Het voorgaande en het gegeven dat [D] niet heeft gesteld dat sprake is van misbruik van omstandigheden door [A], staat in de weg aan toewijzing van [D] vorderingen met betrekking tot het doen van rekening en verantwoording. [A], [B] en [C] hebben overigens een overzicht van inkomsten en uitgaven met betrekking tot de (afwikkeling van de) nalatenschap in het geding gebracht en [D] heeft tijdens de comparitie van partijen verklaard dat hij tevreden is met de gegeven uitleg over de afwikkeling, hoewel hij wel graag de onderliggende stukken zou willen ontvangen.
successie aangifte
4.16
Het verwijt van [D] aan [A], dat zij in de successie aangifte ten onrechte geen rekening heeft gehouden met rente op het vaderlijk erfdeel, is weerlegd door het daarop gevoerde verweer van [A] en de ter onderbouwing daarvan overgelegde stukken, waaruit blijkt dat wel rekening is gehouden met rente op het vaderlijk erfdeel.
advocatenkosten
4.17
[D] betwist dat de door [A], [B] en [C] opgenomen advocatenkosten voor rekening van de nalatenschapsboedel dienen te komen. Namens [A], [B] en [C] is aangevoerd dat [A] als gevolmachtigde gerechtigd was een advocaat in te schakelen voor afwikkeling van de boedel. Daaruit blijkt dat de advocatenkosten betrekking hebben op de
kosten van mr. Duijm in verband met het conflict over de verdeling van de nalatenschap dat in deze procedure voorligt.

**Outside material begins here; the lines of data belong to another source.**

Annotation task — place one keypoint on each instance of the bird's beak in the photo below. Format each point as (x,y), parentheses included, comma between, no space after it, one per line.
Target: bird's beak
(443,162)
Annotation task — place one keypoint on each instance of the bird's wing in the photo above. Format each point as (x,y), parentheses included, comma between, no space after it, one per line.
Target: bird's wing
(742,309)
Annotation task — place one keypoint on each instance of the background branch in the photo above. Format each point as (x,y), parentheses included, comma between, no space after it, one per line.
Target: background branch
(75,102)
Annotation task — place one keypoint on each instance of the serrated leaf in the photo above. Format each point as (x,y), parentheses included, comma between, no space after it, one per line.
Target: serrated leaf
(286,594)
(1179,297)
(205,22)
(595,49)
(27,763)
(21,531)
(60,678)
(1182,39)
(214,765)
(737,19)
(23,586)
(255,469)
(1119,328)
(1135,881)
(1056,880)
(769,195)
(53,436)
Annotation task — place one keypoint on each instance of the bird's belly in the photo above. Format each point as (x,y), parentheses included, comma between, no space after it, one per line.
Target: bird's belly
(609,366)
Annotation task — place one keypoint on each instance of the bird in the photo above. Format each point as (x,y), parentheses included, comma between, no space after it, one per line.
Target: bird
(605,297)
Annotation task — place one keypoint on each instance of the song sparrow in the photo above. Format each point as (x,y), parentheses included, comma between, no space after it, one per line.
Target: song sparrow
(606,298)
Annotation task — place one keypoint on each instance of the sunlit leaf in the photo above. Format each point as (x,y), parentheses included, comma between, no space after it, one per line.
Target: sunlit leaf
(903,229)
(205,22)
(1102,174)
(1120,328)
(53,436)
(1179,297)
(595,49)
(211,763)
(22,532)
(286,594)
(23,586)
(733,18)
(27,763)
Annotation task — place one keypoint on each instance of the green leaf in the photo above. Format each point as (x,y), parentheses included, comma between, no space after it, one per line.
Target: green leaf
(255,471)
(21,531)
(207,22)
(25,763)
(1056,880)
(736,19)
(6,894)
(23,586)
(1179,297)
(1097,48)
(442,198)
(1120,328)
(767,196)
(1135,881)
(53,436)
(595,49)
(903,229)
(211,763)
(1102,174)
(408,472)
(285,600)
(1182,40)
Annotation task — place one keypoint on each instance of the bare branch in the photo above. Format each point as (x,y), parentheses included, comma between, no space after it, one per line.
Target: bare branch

Die kosten dienen voor rekening van partijen en niet ten laste van de boedel te komen. [D] heeft dus het gelijk aan zijn zijde met betrekking tot de advocatenkosten.
4.18
Iedere verdere beslissing wordt aangehouden.

5.De beslissing

De rechtbank
5.1
verwijst de zaak naar de rol van 20 februari 2014 voor het nemen van de onder 4.9 bedoelde akte door [D];
5.2
houdt iedere verdere beslissing aan.
Dit vonnis is gewezen door mr. L. Alwin en in het openbaar uitgesproken op 15 januari 2014.